AKP’nin ülkeyi yöneten bir yapı gibi görüldüğünü ancak gerçekte kararların Saray’daki 300 kişilik bir kadro tarafından alındığını söyleyen Ataklı, esas gücün burada toplandığını belirtti. Merdan Yanardağ ise bu çekirdek kadronun aslında 10-15 kişiden oluştuğunu söyleyerek, yönetim mekanizmasının çok dar bir grubun elinde toplandığını vurguladı.

DEVLETİ KİM YÖNETİYOR?

Siyasette sıkça dile getirilen "devlet aklı" kavramına değinen Yanardağ, bu söylemin gerçekte ne anlama geldiğini sorguladı. Özellikle Kürt siyasetinde yer alan bazı kesimlerin "Devlet aklı devreye girer" söylemine inandığını belirten Yanardağ, "Devlet aklı dediğin kim?" diye sorarak bu mekanizmanın bağımsız bir yapı olmadığını belirtti.

Yanardağ "devlet aklı" olarak sunulan ekibin isimlerini tek tek sıraladı. İbrahim Kalın, Mehmet Uçum, Hakan Fidan ve Fahrettin Altun’un bu kadronun merkezinde yer aldığını belirten Yanardağ, en tepede ise Recep Tayyip Erdoğan’ın bulunduğunu söyledi. Bakanların bile karar mekanizmasında bir etkisinin olmadığını vurgulayan Yanardağ, Milli Savunma Bakanı Yaşar Güler’in bile bu ekibin içinde yer almadığını ancak Dışişleri Bakanı Hakan Fidan’ın en kritik noktada bulunduğunu ifade etti.

Bu çekirdek kadronun tamamen Erdoğan’ın etrafında şekillendiğini belirten Yanardağ, "Ben bu çekirdek kadroda Yiğit Bulut’un bile olduğunu düşünmüyorum" diyerek, belirli isimlerin sürecin dışında tutulduğunu dile getirdi.

ERDOĞAN İSTERSE BIRAKABİLİR Mİ?

Erdoğan’ın gerçekten siyasetten çekilmek istemesi halinde bile sistemin buna izin vermeyeceğini savunan Ataklı, bunun mümkün olmadığını açıkça ifade etti. "Şimdi, Erdoğan çıkıp dese ki, ‘Arkadaşlar, ben artık yoruldum, bırakıyorum.’ Bırakabilir mi? Yeminle söylüyorum, tabanca dayarlar, ‘Sen bir yere gidemezsin!’ derler!" ifadelerini kullanarak, AKP içindeki güç dengelerinin Erdoğan’a sıkı sıkıya bağlı olduğunu belirtti.

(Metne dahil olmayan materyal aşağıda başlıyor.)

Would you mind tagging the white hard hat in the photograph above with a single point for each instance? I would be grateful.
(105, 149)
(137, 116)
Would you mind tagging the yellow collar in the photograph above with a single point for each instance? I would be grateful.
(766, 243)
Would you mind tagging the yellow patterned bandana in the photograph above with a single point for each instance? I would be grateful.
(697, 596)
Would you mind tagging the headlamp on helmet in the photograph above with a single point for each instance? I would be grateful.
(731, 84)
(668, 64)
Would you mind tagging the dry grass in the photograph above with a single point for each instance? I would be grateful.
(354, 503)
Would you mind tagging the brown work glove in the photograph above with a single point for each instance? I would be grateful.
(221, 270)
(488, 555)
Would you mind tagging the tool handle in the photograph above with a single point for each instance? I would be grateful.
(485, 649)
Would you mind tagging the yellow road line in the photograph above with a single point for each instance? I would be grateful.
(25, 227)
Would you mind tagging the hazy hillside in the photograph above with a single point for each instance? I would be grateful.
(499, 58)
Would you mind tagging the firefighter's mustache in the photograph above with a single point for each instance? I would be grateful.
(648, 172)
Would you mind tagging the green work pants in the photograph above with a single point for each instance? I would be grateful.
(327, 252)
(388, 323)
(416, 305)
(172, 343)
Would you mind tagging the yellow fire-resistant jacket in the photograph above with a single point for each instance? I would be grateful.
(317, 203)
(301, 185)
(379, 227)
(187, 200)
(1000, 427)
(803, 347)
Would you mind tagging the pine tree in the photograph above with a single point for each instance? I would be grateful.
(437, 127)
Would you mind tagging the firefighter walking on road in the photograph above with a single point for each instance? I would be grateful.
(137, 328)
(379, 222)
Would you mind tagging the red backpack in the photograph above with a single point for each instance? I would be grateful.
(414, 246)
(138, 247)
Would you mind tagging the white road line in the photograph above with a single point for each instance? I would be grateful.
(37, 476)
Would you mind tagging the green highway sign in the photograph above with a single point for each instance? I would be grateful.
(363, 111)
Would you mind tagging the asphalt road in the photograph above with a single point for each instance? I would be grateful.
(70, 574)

Bu yüzden AKP içinde Cumhurbaşkanlığı tartışmasının bile yaşanmadığını söyleyen Ataklı, kimsenin Erdoğan sonrası bir senaryoya hazırlık yapmadığını belirtti.

2027 PLANI: ERDOĞAN'I TEKRAR ADAY YAPMAK

Ataklı, AKP’nin tek umudunun 2027 yılında erken seçim kararı alarak Erdoğan’ı tekrar aday yapmak olduğunu söyledi. Bu stratejinin tamamen iktidarı koruma amacı taşıdığını belirten Ataklı, Saray’daki dar kadronun "Beş yıl daha rahat ederiz, nasıl olsa kazanırız, dümeni biz çeviririz ve bu beş yılda kendimizi garantiye alırız" mantığıyla hareket ettiğini vurguladı.

Türkiye’de anayasanın fiilen devre dışı bırakıldığını söyleyen Ataklı ve Yanardağ, hukukun artık işlemediğini belirtti. "Kararlar önceden veriliyor, sonra operasyon yapılıyor. Erdoğan yerine koyacak kimse olmadığı için onu orada tutmaya mecburlar" diyen Ataklı, devlet mekanizmasının hukuksuzluğa kılıf uydurma üzerine kurulu olduğunu ifade etti.

Programın sonunda Can Ataklı, bu gerçekleri anlatmaya devam edeceklerini belirterek, kendilerine gelen baskılara karşı net bir mesaj verdi. "Kimseye hakaret etmiyoruz, iftira atmıyoruz. Gerçeği söylüyoruz. Ama bunları söylerken, bize ‘Dikkat et!’ diyenler var. Ne yapayım? Susayım mı?" diyerek sözlerini noktaladı.